Can we truly experience a shared value of perfection? Many have tried to define a perfect system of government, a perfect society or
civilization, a perfect self, but it is unclear that everybody agrees with those ideals, and many times they seem so implausible to reach that it seems that they will simply be rejected because some feel they are not rooted in reality. But I think those that try to come up with these “universal” ideas of perfection do believe they are obtainable, at least in some distant future. I hold similar ideals as I am sure all you do as well. It seems to me though that we define this conceptual perfection beyond the present, but feel that the goal of perfection is not so far away that we can eventually reach it. Science might give us some better clues as to what some perfect state might be, but to do so we would have to be sure we knew absolutely all the variables. And we are far, far away from that and it seems likely we will never be at a state in which we know everything about the universe.

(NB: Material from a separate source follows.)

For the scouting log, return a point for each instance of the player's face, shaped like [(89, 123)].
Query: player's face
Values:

The next question then is, well what if we really do reach some state of perfection? I wonder if we can simply be content and happy in the long term, before we are really start thinking about how things could be even better. This seems true at an individual level or even if we do have some shared value of what perfection is. Unless we knew everything (highly unlikely) it seems like we would always be searching for more and that perfection is not possible.
Finally I think then it is worth asking the question, are such ideals like perfection a good thing? If it is a goal we can never reach does it prevent us from being content and happy in life? The answer is maybe. I think if you accept that perfection is some point on the horizon that you can move towards but never reach (or at least not reach easily or quickly) then you might instead to learn to appreciate the journey you take to get there. If on the other hand you believe the perfect state is actually reachable in a tangible way and you don’t get there, then this can leave one frustrated, disappointed and unhappy.
While I ponder about perfection frequently, the most recent inspiration was looking at my son. He seems perfect. He has no mistakes or flaws. He will make mistakes and he will have flaws however. Thus I began to wonder if maybe, even as a concept, perfection doesn’t exist. It’s just something we believe in but have no evidence of. Because he is who he is, and while we will try to nurture him positively into the world, everything about his life will be different than mine and who he ends up as will be who he is supposed to be. He is supposed to make mistakes and have flaws. Thus he is in accordance with his nature. As we all are. Our nature is to change, to grow, and be imperfect. In the end perhaps we are all according to our nature, and maybe that is what perfection really is. The good news is, nobody is saying you have to like it.
I think it is very important, however, that we have these lofty concepts, and that we continue to dream of better ways to live life, because it could be that in our imaginings we do end up moving towards some better future. I think as long as we remain humble about our dreams of perfection and be willing to modify and change our ideals when life presents us with new information then the concept of perfection can have meaningful purpose.